Keeping up with every RSS feed item and tweet is hard enough for anybody, let alone someone trying to run a business. That’s why each week, ReadWriteBiz rounds up the most important tech news and insights for small and medium-sized businesses.
LinkedIn hinted at its own vision of the future of business cards with its acquisition of CardMunch, an iPhone app that digitizes paper business cards by scanning them. The application, which previously charged users based on usage, was made freely available by its new owners.
Business users will appreciate Polaris Insights, a new Chrome browser plugin that pulls information about a given company from sources like CrunchBase, LinkedIn and Quora on the fly. Explains ReadWriteWeb’s own Marshall Kirkpatrick:
It will be of particular interest to journalists, investors and others who take a deep interest in the websites of various businesses but it’s a great example of bigger things, of course. Specifically, of the kind of value add that can be built by using distributed social media data to provide context to a given document. It’s pretty hot.

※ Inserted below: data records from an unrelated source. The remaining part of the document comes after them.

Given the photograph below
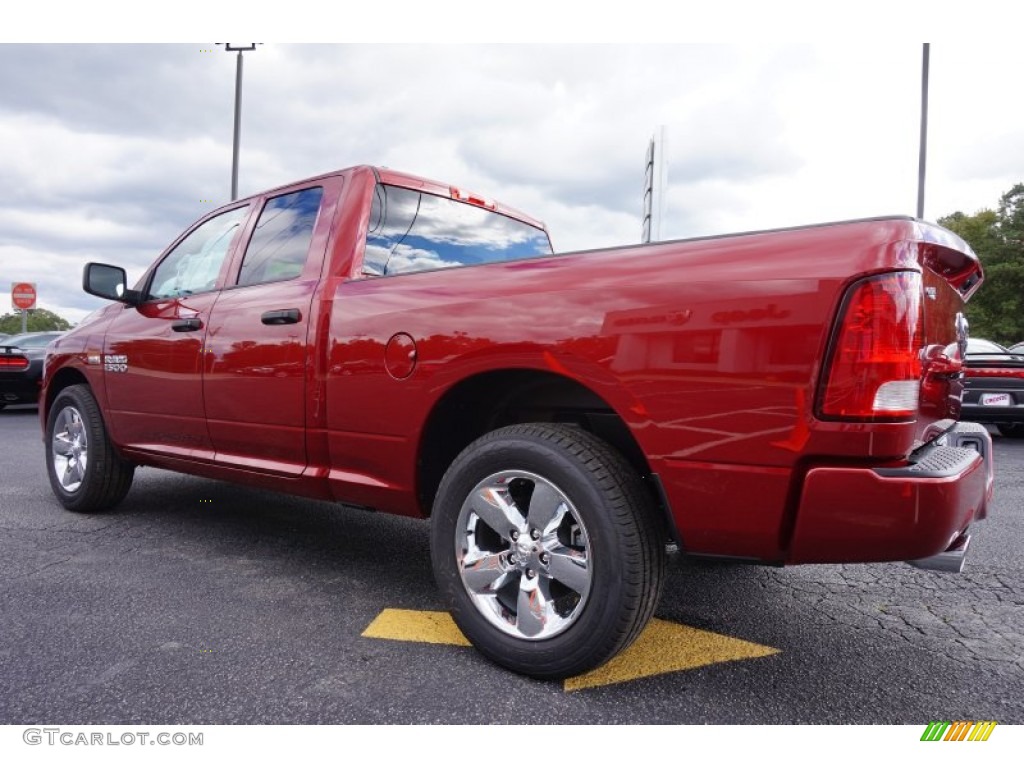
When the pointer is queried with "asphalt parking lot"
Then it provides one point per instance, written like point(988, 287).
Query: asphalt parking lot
point(204, 602)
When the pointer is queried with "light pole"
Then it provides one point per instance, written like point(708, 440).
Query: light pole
point(924, 132)
point(229, 47)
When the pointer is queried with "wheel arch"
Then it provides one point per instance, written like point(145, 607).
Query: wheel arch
point(62, 379)
point(493, 399)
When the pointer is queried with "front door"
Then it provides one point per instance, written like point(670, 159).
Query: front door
point(259, 359)
point(154, 353)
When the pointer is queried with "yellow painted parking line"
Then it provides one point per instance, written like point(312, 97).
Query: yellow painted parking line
point(416, 627)
point(665, 647)
point(662, 648)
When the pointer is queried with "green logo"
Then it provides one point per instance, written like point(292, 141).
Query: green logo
point(958, 730)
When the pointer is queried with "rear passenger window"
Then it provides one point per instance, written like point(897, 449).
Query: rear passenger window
point(280, 244)
point(412, 231)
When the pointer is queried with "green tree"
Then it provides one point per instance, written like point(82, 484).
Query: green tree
point(39, 320)
point(996, 310)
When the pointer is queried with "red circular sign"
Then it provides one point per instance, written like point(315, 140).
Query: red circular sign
point(23, 295)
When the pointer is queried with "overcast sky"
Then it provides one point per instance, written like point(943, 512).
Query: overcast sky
point(110, 151)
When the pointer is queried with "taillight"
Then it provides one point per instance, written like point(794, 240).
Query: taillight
point(875, 359)
point(13, 363)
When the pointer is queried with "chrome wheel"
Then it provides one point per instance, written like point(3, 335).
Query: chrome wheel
point(70, 449)
point(523, 555)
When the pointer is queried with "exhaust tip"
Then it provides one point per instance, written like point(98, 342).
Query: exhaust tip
point(950, 561)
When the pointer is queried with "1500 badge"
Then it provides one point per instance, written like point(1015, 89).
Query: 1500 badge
point(116, 364)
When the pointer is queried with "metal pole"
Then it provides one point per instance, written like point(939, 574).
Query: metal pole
point(238, 112)
point(924, 132)
point(238, 127)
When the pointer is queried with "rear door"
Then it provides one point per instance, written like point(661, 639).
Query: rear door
point(258, 346)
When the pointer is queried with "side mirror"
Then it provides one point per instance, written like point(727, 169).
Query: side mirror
point(108, 282)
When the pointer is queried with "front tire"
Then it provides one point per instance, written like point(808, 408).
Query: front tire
point(546, 547)
point(85, 471)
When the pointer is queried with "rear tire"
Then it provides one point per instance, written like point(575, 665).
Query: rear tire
point(546, 547)
point(85, 471)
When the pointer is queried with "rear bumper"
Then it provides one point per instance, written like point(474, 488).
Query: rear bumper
point(851, 514)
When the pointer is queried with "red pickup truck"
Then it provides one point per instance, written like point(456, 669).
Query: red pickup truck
point(389, 342)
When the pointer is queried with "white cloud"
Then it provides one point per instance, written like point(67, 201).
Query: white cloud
point(111, 152)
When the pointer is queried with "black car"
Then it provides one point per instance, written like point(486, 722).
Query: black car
point(993, 387)
point(22, 367)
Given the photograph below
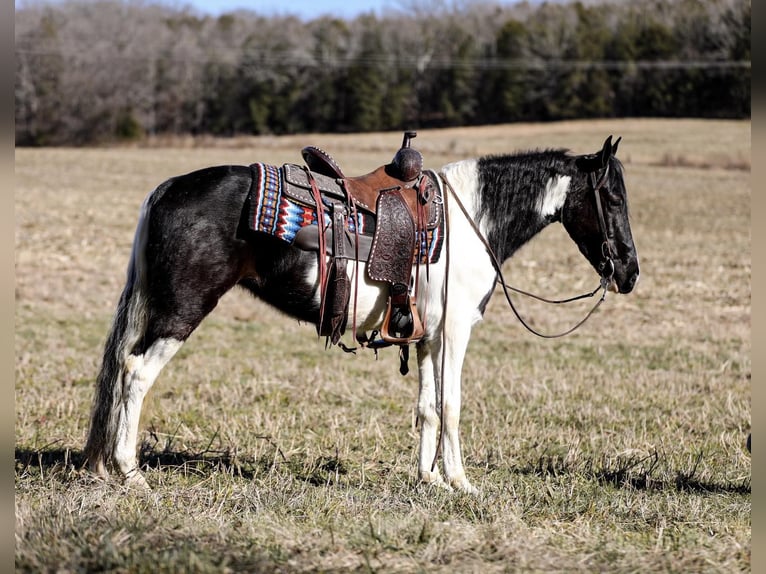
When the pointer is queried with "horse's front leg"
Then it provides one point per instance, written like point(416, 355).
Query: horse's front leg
point(428, 414)
point(456, 342)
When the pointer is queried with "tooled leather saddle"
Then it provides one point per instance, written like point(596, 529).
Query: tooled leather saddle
point(391, 218)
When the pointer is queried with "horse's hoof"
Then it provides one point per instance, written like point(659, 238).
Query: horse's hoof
point(433, 479)
point(98, 469)
point(464, 485)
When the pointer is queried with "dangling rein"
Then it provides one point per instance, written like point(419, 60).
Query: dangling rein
point(606, 266)
point(605, 278)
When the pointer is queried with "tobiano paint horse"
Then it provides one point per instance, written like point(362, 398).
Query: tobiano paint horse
point(193, 243)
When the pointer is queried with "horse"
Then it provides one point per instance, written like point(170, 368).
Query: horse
point(193, 243)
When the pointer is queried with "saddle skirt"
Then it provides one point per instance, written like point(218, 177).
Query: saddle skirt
point(282, 205)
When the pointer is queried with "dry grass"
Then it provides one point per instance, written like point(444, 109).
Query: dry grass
point(619, 448)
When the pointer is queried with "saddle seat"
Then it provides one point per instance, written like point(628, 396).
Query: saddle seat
point(403, 172)
point(401, 197)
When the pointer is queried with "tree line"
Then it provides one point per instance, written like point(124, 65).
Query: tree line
point(105, 70)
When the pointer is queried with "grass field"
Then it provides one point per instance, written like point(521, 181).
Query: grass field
point(617, 449)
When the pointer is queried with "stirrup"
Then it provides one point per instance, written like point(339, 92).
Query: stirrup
point(411, 332)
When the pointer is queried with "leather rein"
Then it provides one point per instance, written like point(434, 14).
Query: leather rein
point(605, 266)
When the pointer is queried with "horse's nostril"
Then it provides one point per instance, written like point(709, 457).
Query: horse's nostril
point(628, 285)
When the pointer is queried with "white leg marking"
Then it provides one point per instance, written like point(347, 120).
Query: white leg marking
point(428, 415)
point(471, 276)
point(140, 373)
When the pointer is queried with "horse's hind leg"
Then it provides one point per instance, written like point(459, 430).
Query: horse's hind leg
point(140, 372)
point(428, 415)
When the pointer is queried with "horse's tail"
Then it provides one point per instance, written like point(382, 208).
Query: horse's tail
point(128, 328)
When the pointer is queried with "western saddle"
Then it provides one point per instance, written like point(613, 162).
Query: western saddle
point(401, 198)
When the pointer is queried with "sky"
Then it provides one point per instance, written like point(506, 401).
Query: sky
point(307, 9)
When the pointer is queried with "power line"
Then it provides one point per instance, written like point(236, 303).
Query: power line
point(283, 59)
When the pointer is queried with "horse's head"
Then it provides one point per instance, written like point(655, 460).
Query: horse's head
point(595, 214)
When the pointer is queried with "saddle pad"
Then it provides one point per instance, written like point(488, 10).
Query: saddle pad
point(275, 212)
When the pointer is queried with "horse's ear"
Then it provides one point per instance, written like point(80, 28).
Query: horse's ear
point(606, 151)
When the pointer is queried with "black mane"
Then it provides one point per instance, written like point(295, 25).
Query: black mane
point(510, 186)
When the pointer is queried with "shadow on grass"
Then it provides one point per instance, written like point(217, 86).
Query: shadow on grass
point(63, 462)
point(56, 460)
point(636, 473)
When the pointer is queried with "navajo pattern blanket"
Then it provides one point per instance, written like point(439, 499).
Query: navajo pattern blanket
point(274, 212)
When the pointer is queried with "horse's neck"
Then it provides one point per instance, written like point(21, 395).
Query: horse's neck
point(513, 206)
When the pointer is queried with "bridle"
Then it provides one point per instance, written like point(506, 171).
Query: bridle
point(605, 267)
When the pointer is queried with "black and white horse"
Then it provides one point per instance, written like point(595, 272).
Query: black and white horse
point(193, 244)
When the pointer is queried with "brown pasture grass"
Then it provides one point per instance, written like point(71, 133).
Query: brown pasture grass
point(619, 448)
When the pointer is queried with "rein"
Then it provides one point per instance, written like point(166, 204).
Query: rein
point(606, 270)
point(606, 267)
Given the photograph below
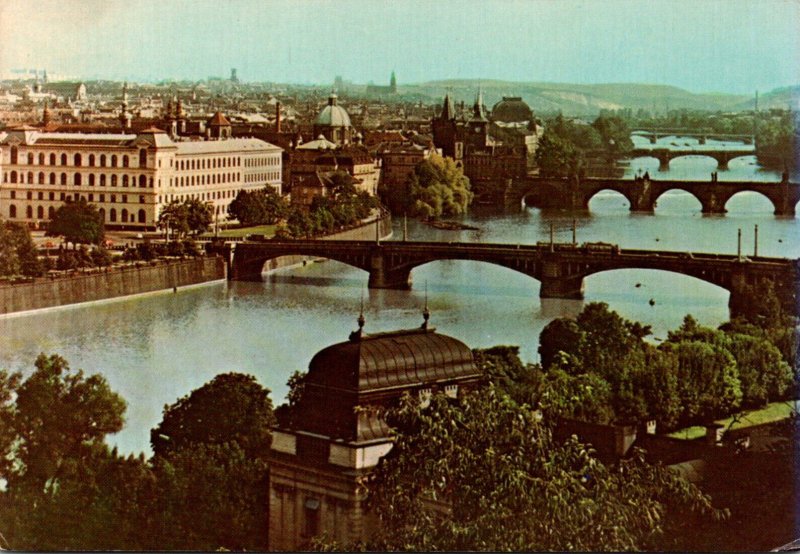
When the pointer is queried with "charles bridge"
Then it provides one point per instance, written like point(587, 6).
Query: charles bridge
point(560, 268)
point(642, 194)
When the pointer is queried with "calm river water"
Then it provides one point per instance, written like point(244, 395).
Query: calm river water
point(155, 349)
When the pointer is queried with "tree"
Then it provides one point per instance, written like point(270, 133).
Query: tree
point(485, 473)
point(174, 217)
point(212, 445)
point(438, 187)
point(199, 215)
point(78, 222)
point(259, 207)
point(232, 407)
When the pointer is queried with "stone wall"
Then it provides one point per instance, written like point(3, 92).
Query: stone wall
point(109, 283)
point(362, 232)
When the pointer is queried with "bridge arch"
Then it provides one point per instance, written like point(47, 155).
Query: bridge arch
point(607, 199)
point(682, 198)
point(759, 201)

On Friday, we reviewed a new Web app called Export.ly, a simple tool for exporting social media analytics in richly formatted, chart-heavy Excel files or plain text CSV files. Export.ly comes from Simply Measured, the company that created RowFeeder, another tool for analyzing social media metrics.
Here on ReadWriteBiz, our most-read post of the week was about Google Cloud Print, Google’s wireless mobile printing solution for Gmail and Google Docs, which finally started to get rolled out this week. Continuing with the theme of mobile productivity, we reviewed Todo.tx Touch, a task management app for Android that was released this week.
Here on ReadWriteBiz, we looked at two infographics published by Intuit. One visually compared the costs of running a small business in various countries around the world and the other celebrated the ten year anniversary of QuickBooks Online with some hard numbers about that product’s success.